Mom, Dad - I wasn't planning on sharing this with you. You won't like the language I use in my latest project, and you will definitely be uncomfortable with my very plunging neckline. So don't click on the link to my new video game review. Or at least, let me explain myself first.
You see, being an actor in LA is hard. They want you to be creative and sort of develop your own career. You can do this by making an ass of yourself on reality TV, or by writing your own movies and producing them, or by being the child of a famous person. So I decided to combine what I do best with what I do all the time, and I have begun to shoot video game reviews. I post them online and that's it. I wait and see. Maybe I keep posting reviews and create a little following, or maybe I just teach myself a little more about what I look like on camera. Or maybe in six months, after countless reviews have been posted, I take all my material and turn it into a real show that I pitch to big heavy tv types. The ones with the money. This could go anywhere or nowhere. I am mostly doing it for fun.
Honestly, it's the thousand monkeys on a thousand typewriters approach. I just keep plugging away until something sticks. So far, this method has kept me in health insurance and a small developing pension. But I have been busy this month, I posted my first review, and I also submitted a 30 second spot to a local radio station contest. I don't know if they got my entry or not, but I think the spot is very funny.
So I'm sorry if you aren't thrilled with the f-bomb I drop. I agree, it's unnecessary, and in the next review I am going to ease up on the heavy language and maybe wear something a little less...boob-y. So you've been warned. At least it's not nudity. Trust me, this could have been a lot worse.

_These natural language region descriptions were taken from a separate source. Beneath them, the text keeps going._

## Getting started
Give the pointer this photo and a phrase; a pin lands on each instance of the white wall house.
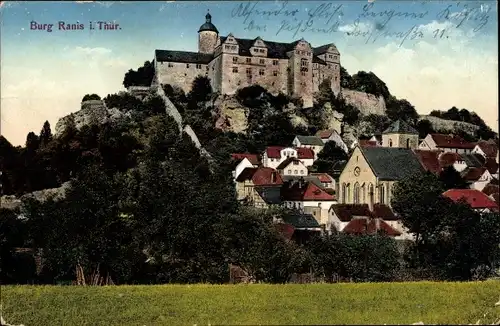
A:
(292, 167)
(273, 156)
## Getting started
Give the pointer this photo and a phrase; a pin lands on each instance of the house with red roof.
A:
(477, 178)
(332, 135)
(488, 149)
(446, 143)
(243, 161)
(273, 156)
(477, 200)
(259, 187)
(309, 198)
(292, 166)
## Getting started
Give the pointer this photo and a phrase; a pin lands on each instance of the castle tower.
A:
(207, 36)
(400, 134)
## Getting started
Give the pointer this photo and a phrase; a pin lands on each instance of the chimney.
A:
(273, 177)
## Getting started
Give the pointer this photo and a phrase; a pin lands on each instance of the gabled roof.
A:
(489, 148)
(253, 158)
(473, 160)
(261, 176)
(345, 212)
(384, 212)
(182, 57)
(305, 191)
(289, 160)
(369, 226)
(310, 140)
(429, 160)
(400, 127)
(475, 198)
(392, 163)
(302, 153)
(301, 221)
(473, 174)
(451, 141)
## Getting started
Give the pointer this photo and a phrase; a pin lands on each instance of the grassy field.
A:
(363, 303)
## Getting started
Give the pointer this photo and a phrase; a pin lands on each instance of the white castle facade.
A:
(295, 69)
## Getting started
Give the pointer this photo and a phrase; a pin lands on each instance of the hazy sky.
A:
(434, 54)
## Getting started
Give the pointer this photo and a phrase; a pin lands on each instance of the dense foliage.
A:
(145, 207)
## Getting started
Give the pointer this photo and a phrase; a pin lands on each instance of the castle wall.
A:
(180, 74)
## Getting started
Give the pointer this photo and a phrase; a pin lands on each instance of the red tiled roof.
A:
(491, 165)
(448, 141)
(429, 160)
(369, 226)
(324, 134)
(489, 148)
(475, 198)
(253, 158)
(285, 163)
(345, 212)
(261, 176)
(367, 143)
(473, 174)
(305, 192)
(384, 212)
(446, 159)
(323, 177)
(302, 153)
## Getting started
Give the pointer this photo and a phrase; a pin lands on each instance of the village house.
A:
(243, 161)
(332, 135)
(477, 178)
(292, 166)
(476, 199)
(259, 187)
(294, 69)
(446, 143)
(273, 156)
(400, 134)
(312, 142)
(309, 198)
(370, 174)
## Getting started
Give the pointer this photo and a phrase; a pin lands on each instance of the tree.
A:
(45, 134)
(142, 77)
(90, 97)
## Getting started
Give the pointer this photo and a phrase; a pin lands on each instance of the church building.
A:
(295, 69)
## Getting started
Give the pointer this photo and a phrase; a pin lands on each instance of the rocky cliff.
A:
(93, 111)
(366, 103)
(443, 125)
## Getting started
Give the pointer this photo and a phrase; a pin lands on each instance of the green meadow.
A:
(254, 304)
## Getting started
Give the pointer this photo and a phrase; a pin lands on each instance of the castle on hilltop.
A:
(295, 69)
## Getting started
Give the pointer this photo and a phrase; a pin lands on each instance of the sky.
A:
(435, 54)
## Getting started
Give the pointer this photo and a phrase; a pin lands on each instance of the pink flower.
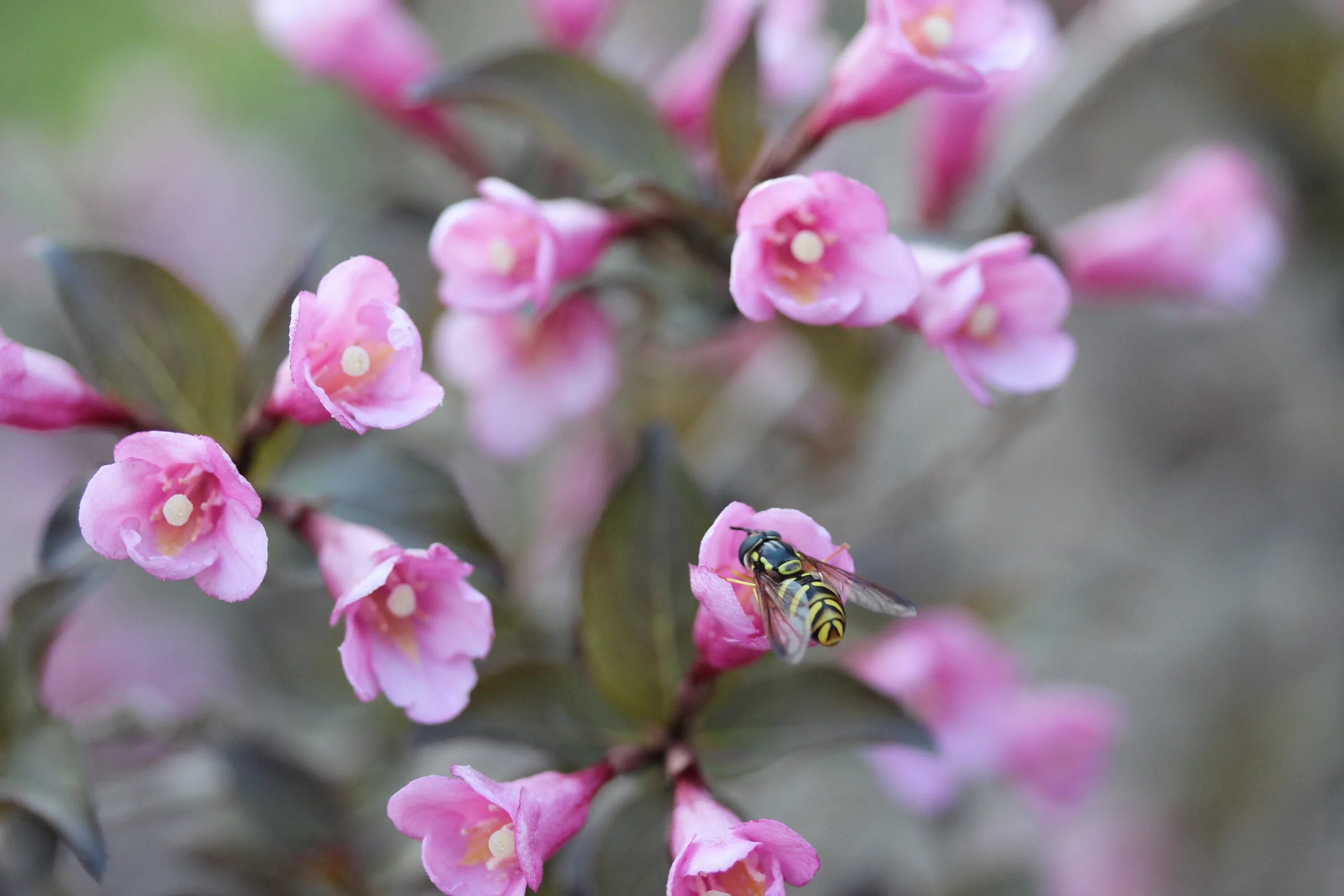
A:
(480, 837)
(816, 249)
(1058, 742)
(1206, 234)
(507, 249)
(736, 629)
(909, 46)
(573, 23)
(525, 378)
(178, 507)
(354, 355)
(959, 129)
(39, 392)
(795, 53)
(996, 312)
(715, 852)
(413, 621)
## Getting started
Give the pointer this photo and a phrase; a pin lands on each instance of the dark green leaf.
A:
(148, 339)
(604, 123)
(638, 603)
(542, 706)
(42, 773)
(768, 712)
(737, 121)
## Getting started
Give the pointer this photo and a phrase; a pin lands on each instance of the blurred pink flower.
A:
(818, 249)
(480, 837)
(1057, 743)
(1206, 234)
(526, 377)
(354, 355)
(795, 53)
(178, 507)
(996, 312)
(507, 249)
(573, 25)
(39, 392)
(413, 621)
(715, 852)
(909, 46)
(959, 129)
(736, 630)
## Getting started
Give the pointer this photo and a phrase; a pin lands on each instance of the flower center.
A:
(355, 362)
(503, 257)
(178, 511)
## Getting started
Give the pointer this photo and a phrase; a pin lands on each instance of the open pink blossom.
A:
(178, 507)
(573, 25)
(957, 129)
(1057, 743)
(736, 630)
(525, 377)
(413, 621)
(996, 312)
(818, 249)
(717, 852)
(507, 249)
(909, 46)
(354, 355)
(39, 392)
(482, 837)
(1206, 234)
(795, 53)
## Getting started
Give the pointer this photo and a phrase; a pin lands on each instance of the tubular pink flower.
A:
(526, 378)
(354, 355)
(178, 507)
(573, 25)
(480, 837)
(816, 249)
(413, 621)
(39, 392)
(715, 852)
(507, 249)
(909, 46)
(732, 632)
(959, 129)
(996, 312)
(1207, 234)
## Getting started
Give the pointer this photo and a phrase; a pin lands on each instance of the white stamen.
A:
(401, 602)
(503, 257)
(355, 362)
(937, 31)
(983, 322)
(178, 509)
(808, 248)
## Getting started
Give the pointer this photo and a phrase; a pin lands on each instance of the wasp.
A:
(801, 599)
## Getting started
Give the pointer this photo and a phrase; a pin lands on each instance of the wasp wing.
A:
(855, 589)
(784, 628)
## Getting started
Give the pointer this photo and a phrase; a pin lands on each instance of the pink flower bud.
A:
(354, 355)
(39, 392)
(818, 249)
(480, 837)
(909, 46)
(413, 621)
(1206, 234)
(573, 25)
(996, 312)
(715, 852)
(526, 378)
(507, 249)
(718, 581)
(178, 507)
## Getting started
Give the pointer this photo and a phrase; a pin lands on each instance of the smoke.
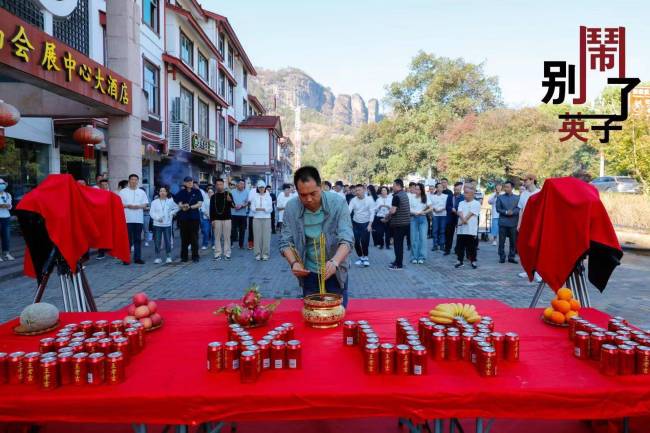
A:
(175, 170)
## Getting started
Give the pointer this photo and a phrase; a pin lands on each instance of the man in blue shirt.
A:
(240, 212)
(189, 201)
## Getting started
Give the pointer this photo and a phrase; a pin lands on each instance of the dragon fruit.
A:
(252, 298)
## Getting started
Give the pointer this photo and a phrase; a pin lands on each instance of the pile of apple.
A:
(144, 311)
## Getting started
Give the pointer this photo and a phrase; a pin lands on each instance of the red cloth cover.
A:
(77, 218)
(561, 224)
(168, 382)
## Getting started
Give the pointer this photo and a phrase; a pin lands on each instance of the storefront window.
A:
(23, 164)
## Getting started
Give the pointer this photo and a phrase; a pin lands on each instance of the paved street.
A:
(628, 293)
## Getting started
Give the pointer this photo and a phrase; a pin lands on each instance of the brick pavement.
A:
(113, 284)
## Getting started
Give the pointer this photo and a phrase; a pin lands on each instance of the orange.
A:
(570, 314)
(557, 317)
(548, 312)
(563, 306)
(564, 294)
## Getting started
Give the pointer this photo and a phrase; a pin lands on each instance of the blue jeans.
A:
(135, 239)
(438, 231)
(160, 233)
(310, 286)
(206, 232)
(4, 234)
(419, 237)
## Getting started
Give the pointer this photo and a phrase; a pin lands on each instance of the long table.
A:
(168, 382)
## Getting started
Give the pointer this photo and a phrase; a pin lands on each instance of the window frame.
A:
(156, 95)
(191, 51)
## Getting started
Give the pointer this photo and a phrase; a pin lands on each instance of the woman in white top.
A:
(420, 207)
(162, 213)
(494, 230)
(382, 207)
(261, 208)
(5, 217)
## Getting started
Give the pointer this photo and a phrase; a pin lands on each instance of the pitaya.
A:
(252, 297)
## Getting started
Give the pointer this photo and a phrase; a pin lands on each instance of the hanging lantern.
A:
(9, 116)
(88, 137)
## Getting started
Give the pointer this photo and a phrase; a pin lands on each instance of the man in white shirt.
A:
(468, 212)
(363, 209)
(283, 198)
(439, 221)
(135, 201)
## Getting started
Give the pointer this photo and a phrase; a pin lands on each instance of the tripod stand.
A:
(576, 282)
(75, 289)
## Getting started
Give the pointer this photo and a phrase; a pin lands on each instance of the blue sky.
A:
(361, 45)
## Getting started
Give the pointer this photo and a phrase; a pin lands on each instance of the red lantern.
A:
(88, 137)
(9, 116)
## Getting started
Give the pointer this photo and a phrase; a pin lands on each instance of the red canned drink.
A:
(80, 368)
(419, 360)
(452, 347)
(438, 346)
(248, 367)
(46, 345)
(115, 368)
(581, 345)
(642, 360)
(608, 363)
(403, 360)
(31, 363)
(96, 364)
(349, 333)
(4, 359)
(15, 368)
(371, 359)
(48, 374)
(64, 361)
(101, 326)
(265, 353)
(231, 355)
(278, 354)
(512, 346)
(487, 362)
(387, 358)
(596, 340)
(626, 360)
(122, 345)
(215, 357)
(294, 355)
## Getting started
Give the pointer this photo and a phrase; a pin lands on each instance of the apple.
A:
(156, 319)
(153, 307)
(140, 299)
(142, 311)
(146, 322)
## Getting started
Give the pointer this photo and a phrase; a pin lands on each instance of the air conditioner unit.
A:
(180, 137)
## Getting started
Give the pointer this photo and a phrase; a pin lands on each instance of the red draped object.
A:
(168, 382)
(562, 224)
(77, 218)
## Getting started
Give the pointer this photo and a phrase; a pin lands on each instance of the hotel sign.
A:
(29, 50)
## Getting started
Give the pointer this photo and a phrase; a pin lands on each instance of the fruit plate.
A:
(153, 328)
(558, 325)
(18, 329)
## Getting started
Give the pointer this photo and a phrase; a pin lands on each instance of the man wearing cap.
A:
(189, 201)
(317, 213)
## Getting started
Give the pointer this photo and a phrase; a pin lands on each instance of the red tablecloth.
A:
(168, 382)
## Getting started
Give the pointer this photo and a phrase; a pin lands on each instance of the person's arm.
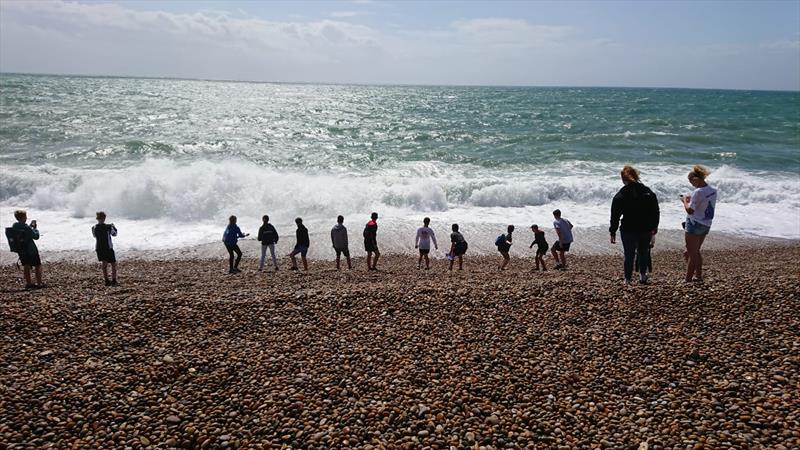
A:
(616, 213)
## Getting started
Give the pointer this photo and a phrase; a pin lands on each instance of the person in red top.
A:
(371, 242)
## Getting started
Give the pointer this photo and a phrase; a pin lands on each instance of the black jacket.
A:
(267, 234)
(638, 207)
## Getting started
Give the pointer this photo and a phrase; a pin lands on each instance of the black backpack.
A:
(16, 239)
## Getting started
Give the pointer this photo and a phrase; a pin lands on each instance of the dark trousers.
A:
(231, 250)
(633, 243)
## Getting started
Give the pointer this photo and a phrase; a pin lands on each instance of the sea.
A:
(170, 160)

Tara, your 30 second spot is hysterically terrific. Hope you win!
And as for the video review, again, I don't know from gaming - Q-bert was my last real experience, or perhaps sneaking onto Webkinz.com and playing with the kids' cyber-pets. But, your review made me want to buy that game, put it on the stove, melt it down and rub it all over my chest. That good.
Curse a little - it's YouTube. But don't shame the parents. You're certainly pretty enough to dress provocatively, but wouldn't it be more mysterious to dress confusingly? Perhaps: a pirate eye patch, a Wonder Woman chest plate, a hula skirt, an anklet made of a casting director's teeth, and bare feet, with a secret message painted on your toenails.
OK, I only mention that because that's my Halloween costume.
Keep making videos, no matter what you say or wear. it's lovely just to see you and laugh at the funny and brilliant things you say.